Friday, February 26, 2010

A light firing ... sort of






I fired yesterday. This was a kiln with only about 30 pots in it, most of them tall vases or wide plates and bowls. Many two-to-a-shelf pots. So glazing took about a quarter of the time it usually does to get a 100-pot firing together.
And I mixed a couple of new glazes - a Leach White Ash (90 percent Cornwall Stone and 10 percent wood ash) and an Ohata Kaki. Had to substitute yellow ochre for about a third of the iron oxide in the recipe, which made the glaze not as satisfactory as I would have liked. Not as glistening, crystally iron red as the tests, that is. Ah, well.
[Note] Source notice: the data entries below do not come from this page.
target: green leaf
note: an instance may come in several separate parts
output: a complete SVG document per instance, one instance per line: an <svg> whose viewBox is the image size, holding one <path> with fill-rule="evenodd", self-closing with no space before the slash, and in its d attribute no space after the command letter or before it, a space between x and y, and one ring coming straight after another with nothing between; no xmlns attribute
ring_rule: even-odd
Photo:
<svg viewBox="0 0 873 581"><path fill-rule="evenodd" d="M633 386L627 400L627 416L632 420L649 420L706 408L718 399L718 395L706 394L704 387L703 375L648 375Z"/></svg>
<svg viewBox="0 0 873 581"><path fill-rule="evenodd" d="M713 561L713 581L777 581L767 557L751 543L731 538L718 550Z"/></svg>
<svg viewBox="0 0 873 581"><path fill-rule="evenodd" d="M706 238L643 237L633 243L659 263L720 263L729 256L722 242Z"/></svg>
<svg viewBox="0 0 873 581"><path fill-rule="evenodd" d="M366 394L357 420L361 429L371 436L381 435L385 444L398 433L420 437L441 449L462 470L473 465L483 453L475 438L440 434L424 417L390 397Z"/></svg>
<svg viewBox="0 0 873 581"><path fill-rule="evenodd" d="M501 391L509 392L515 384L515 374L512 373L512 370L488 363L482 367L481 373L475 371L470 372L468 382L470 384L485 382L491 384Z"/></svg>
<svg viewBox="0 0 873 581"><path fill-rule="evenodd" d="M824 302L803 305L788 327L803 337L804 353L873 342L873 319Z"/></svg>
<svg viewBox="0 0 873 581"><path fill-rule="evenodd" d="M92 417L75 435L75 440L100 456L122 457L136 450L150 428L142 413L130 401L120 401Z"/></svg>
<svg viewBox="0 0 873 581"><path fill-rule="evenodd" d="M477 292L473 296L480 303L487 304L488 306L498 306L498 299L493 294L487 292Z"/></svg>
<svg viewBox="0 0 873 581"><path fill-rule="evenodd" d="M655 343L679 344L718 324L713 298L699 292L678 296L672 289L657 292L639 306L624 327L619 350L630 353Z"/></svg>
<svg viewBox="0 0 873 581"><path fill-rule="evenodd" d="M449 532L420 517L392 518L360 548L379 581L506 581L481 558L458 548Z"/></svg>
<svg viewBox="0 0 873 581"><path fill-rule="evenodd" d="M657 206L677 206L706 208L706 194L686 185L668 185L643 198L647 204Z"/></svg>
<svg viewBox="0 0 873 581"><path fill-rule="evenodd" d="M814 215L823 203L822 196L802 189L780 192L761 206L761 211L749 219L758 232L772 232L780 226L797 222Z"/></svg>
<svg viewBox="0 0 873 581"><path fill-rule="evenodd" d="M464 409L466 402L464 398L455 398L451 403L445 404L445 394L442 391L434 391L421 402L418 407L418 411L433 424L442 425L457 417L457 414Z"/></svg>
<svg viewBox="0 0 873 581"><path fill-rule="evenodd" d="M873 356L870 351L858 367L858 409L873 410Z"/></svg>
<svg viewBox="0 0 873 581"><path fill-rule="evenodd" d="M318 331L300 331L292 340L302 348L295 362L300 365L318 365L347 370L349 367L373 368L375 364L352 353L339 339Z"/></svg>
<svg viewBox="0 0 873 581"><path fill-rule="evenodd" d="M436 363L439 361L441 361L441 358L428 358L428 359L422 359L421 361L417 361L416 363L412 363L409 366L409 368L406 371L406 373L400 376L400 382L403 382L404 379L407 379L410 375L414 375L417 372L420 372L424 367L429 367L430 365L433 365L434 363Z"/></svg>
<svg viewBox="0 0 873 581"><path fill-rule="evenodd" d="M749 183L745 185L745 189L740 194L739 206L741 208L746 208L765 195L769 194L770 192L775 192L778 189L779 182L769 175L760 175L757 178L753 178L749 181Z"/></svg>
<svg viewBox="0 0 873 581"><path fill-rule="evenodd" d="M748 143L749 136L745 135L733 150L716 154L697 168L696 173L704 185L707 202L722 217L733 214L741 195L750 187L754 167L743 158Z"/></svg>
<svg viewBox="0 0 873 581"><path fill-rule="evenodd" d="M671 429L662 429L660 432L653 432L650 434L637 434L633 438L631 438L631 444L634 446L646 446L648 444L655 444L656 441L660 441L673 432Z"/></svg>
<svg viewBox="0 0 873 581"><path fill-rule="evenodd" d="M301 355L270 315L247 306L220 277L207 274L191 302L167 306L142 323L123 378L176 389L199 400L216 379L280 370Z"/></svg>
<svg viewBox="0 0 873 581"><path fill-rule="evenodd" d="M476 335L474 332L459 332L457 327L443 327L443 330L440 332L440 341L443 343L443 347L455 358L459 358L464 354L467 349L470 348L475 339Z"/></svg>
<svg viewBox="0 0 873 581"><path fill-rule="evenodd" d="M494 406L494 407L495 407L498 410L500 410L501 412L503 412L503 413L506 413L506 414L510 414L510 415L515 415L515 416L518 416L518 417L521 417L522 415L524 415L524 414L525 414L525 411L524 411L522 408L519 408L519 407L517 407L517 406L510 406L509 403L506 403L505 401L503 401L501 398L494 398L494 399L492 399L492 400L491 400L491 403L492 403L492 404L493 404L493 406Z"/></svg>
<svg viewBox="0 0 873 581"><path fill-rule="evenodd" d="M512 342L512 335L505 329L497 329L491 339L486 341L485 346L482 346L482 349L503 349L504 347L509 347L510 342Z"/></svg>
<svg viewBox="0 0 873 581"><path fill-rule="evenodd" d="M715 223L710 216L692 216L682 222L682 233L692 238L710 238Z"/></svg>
There was no more RIO to be found in the studio. My fault.
But the Leach ash is an interesting glaze, and a breeze to mix up. It takes my iron oxide trailing slip really nicely, the slip showing up as an iron red when it's applied to the glaze. That one tall bottle with the iron splashes is what I'm referring to. It also lets a white slip hakeme show beautifully under the ash, and it does nice things when poured or dipped over temmoku.
Otherwise, the trapping shinos worked well in this one. As did the temmokus.
Now, on to a couple of writing assignments, both from blogging friends.

7 comments:

Tracey Brome said...

Well, there are your landscape photos!
I showed your tea bowl to my friend that I have been Raku firing with. She has a very Japanese aesthetic and studied in Japan, and she now wants to get together and try some shinos like this. You have inspired her from afar!

Hollis Engley said...

Sounds great, Tracey. Let me know if you need glaze recipes.

ang said...

that last selection of pots makes a great photo!! love em..

Hollis Engley said...

Thanks, Ang. Tall bottle vases those are. I'm a fan of the crackled Shinos.

rwhendrix said...

Beautiful wild glaze on your latest pots. I really like the way they look.

MVBLH said...

Third photo from the top, middle pot--is that the leach ash, too? Gorgeous!

Hollis Engley said...

Yes, Brenda, the middle pot in the third photo is Leach ash over hakeme brushwork.